Hacker News new | past | comments | ask | show | jobs | submit login
The Baked Data architectural pattern (simonwillison.net)
70 points by edward on July 29, 2021 | hide | past | favorite | 23 comments



It’s good to finally have a name for this pattern. The first time I was aware of it, and the most ambitious implementation of it, was probably at Roomkey. I heard about it from Colin Steele, who was CTO, and who wrote 2 detailed posts about this (I helped edit this article):

https://www.google.com/amp/s/www.colinsteele.org/post/231037...

Colin wrote:

Similarly, Matt Mitchell, a senior developer at Room Key now, came to me saying, "Colin, there’s this tool called Solr, and I think it will make searching our hotel database much easier." Again, I can only shake my head at what happens when you hire smart people, treat them like adults, and actually listen to what they come up with. Solr quickly went from a piecewise solution to our searching needs to something far more interesting. In our problem domain, stale reads of certain data are tolerable, and exploiting that was a lever we could pull. Eventually, we ended up baking an instance of Solr/Lucene directly into our individual application processes, making it possible to achieve true linear horizontal scalability for the application.

As of this writing, we’re on track to having 9 million uniques a month, from zero at the start of 2012. We did so with absolutely no fuss, no late nights, no hand wringing, and a laughably small amount of additional opex spend. But I digress.


Next.js (and probably its competitors) does this same thing (https://nextjs.org/docs/basic-features/data-fetching#getstat...), just much more elegantly and modularly, allowing you to work with any headless CMS while still maintaining the benefits of a static, "baked" dataset that gets deployed alongside static code. It just caches API responses at build time into local JSON.

The thing is, no matter how you bake the data, it has to be edited somewhere. That "somewhere" is rarely good as Markdown files or or SQLite for all but the most trivial implementations. In real-world mid-sized websites, content editors want something easier to work with. Having an actual CMS, even if it's just a decapitated Wordpress, makes their lives much easier. And you can still get the benefits of baked data.

With incremental static regeneration (https://www.smashingmagazine.com/2021/04/incremental-static-...), you also get the benefit of post-build on the fly revalidation and "rebaking" without requiring a full rebuild, courtesy of a server that checks for data updates in the background and rebuilds only the affected pages.


There's nothing to stop you implementing a WordPress-style CMS as part of this pattern, then baking its database on every deploy and shipping that as a copy.

It means users won't get instant deployment of their edits though, which depending on your use-case may be a non-starter.

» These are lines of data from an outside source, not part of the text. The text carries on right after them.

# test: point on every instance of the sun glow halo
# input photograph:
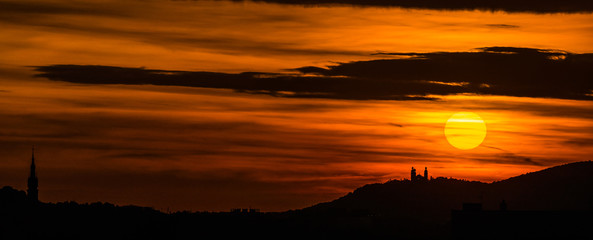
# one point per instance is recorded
(465, 130)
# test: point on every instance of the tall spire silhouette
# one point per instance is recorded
(32, 192)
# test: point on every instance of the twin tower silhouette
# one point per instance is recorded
(32, 182)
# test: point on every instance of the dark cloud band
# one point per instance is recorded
(521, 72)
(537, 6)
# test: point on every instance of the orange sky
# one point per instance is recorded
(212, 149)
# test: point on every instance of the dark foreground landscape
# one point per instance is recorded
(555, 203)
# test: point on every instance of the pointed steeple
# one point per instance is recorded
(32, 191)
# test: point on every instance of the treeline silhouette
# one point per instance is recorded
(558, 198)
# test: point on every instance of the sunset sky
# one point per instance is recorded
(213, 105)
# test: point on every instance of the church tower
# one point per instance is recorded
(32, 181)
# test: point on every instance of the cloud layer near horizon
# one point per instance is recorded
(537, 6)
(507, 71)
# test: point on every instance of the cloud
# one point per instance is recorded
(507, 71)
(541, 6)
(502, 26)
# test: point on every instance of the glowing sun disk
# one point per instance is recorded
(465, 130)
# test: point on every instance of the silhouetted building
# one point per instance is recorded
(32, 192)
(472, 222)
(415, 177)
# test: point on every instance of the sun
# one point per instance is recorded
(465, 130)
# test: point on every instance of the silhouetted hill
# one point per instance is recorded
(422, 209)
(400, 209)
(566, 187)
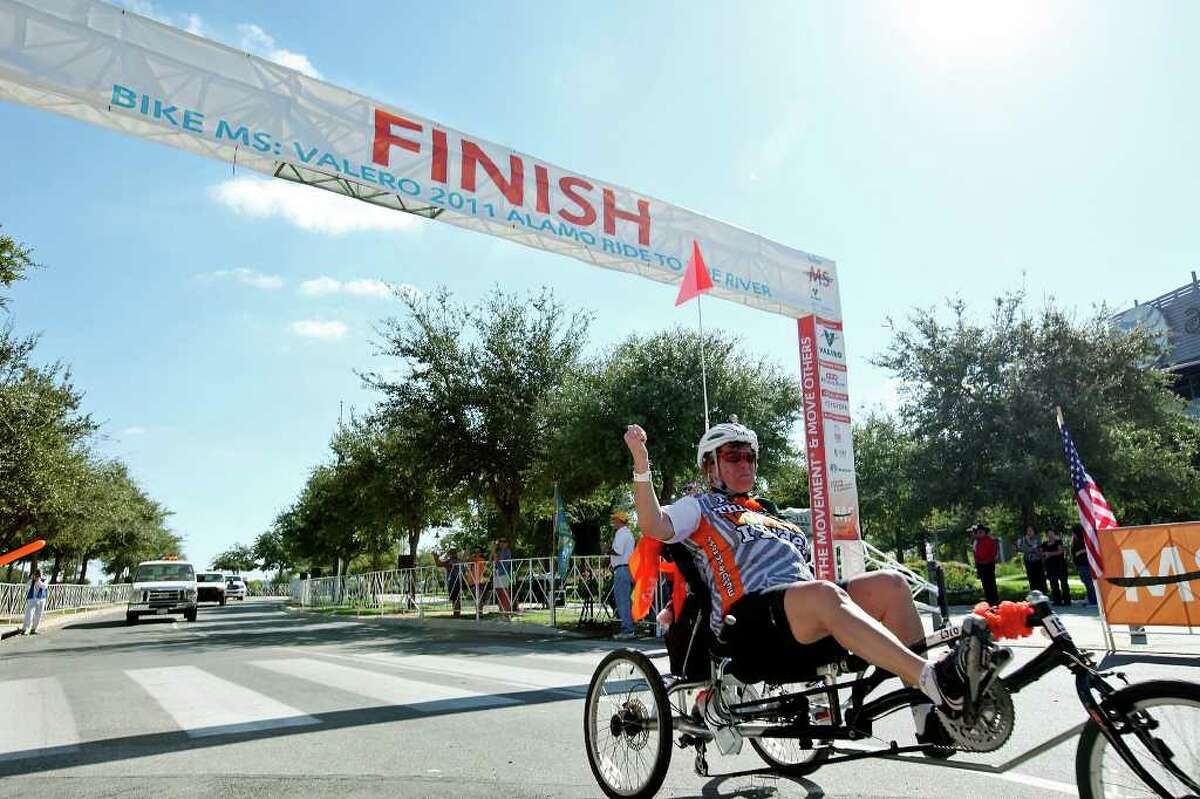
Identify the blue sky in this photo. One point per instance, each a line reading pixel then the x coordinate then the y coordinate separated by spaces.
pixel 931 149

The Mozilla.org site I reference in the article appears to use Django (potentially with the Django Admin CMS tool) to manage the data, but then bakes and distributes a SQLite file with the data that has been managed by Django.

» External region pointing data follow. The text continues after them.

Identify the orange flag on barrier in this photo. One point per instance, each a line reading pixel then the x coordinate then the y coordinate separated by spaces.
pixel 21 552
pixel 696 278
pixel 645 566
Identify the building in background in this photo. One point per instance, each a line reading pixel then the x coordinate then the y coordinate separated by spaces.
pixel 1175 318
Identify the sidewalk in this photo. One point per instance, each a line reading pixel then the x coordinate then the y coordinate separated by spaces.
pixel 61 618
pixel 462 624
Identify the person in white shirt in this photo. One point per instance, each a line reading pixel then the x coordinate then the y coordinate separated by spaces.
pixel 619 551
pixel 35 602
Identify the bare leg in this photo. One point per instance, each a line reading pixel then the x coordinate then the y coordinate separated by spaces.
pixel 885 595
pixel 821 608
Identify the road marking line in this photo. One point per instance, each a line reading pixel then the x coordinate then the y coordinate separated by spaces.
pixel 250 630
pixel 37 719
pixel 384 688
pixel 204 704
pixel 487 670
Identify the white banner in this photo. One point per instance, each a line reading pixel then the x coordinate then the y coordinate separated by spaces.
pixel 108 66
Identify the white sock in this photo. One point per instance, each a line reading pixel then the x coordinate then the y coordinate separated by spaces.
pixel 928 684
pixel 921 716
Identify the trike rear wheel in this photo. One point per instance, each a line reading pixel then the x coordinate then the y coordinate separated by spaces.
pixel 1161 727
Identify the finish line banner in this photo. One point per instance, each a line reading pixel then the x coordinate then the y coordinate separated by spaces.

> It means users won't get instant deployment of their edits though, which depending on your use-case may be a non-starter.

That's what the "incremental static regeneration" I mentioned does. Every time the data changes, Next.js catches it within your specified revalidation period, and then rebakes only the affected pages by updating their local caches. It's magical.

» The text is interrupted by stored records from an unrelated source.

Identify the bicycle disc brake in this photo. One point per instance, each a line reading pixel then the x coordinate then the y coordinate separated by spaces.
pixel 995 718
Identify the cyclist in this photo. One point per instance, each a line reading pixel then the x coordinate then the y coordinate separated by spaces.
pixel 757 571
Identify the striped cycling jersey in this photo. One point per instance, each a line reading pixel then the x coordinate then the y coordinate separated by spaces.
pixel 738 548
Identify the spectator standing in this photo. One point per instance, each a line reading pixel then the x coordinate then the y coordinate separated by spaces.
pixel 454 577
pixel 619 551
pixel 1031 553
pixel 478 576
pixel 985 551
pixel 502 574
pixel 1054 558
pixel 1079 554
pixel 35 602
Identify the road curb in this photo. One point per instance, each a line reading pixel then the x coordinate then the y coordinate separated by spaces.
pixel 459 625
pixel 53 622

Better still, with this system, you never have to manage the database layer yourself. There is a CMS, yes, but if you go headless in the cloud, that's someone else's scaling problem. Any edits, whether at build time or subsequently, get baked into static HTML + JS that can be served from any CDN.


I think I see what you mean - so your production site is hosted entirely from a static CDN, but you have an intelligent build process running somewhere that can re-generate and then re-publish just a subset of the files when the underlying data changes?



Yes, exactly.

The downside is that most of that is black-box magic. It's not clear to me whether it's a secret npm server, some serverless function, or something else entirely doing that "intelligent build process". But by and large it does work, way better than I expected it to.

In detail:

1) On static pages, you can set a revalidation period (say 60s)

2) Those static pages are always served from the CDN cache, regardless of whether there is a set revalidation. Visitors always get baked HTML + cached JSON data, regardless.

3) Visitors 1, 2, 3, 4 visit within moments of each other, and each see the same cached page.

4) Visitor 5 happens after the 60s revalidation period. They STILL see the same cached pages as visitors 1-4, BUT this also triggers a staleness check against the data origin. (This is the part that's black magic; I'm not really sure how it's doing that. It "just works" if hosted on Vercel; on other providers it may be necessary to spin up a separate `next start` node server. It's entirely unclear to me).

5) Behind the scenes, Next.js via its magic sees new data and rebuilds the affected page. It takes a while, though (maybe a minute or so depending).

6) Visitor 6 visits at 65 seconds, not quite enough time for the new page to have been built. They still see the same cached version as visitors 1-5.

7) But visitor 7 visits a minute later, at 150 seconds, and by this time Next has updated the cache. Visitor 7+ see the newly baked page, with the updated data.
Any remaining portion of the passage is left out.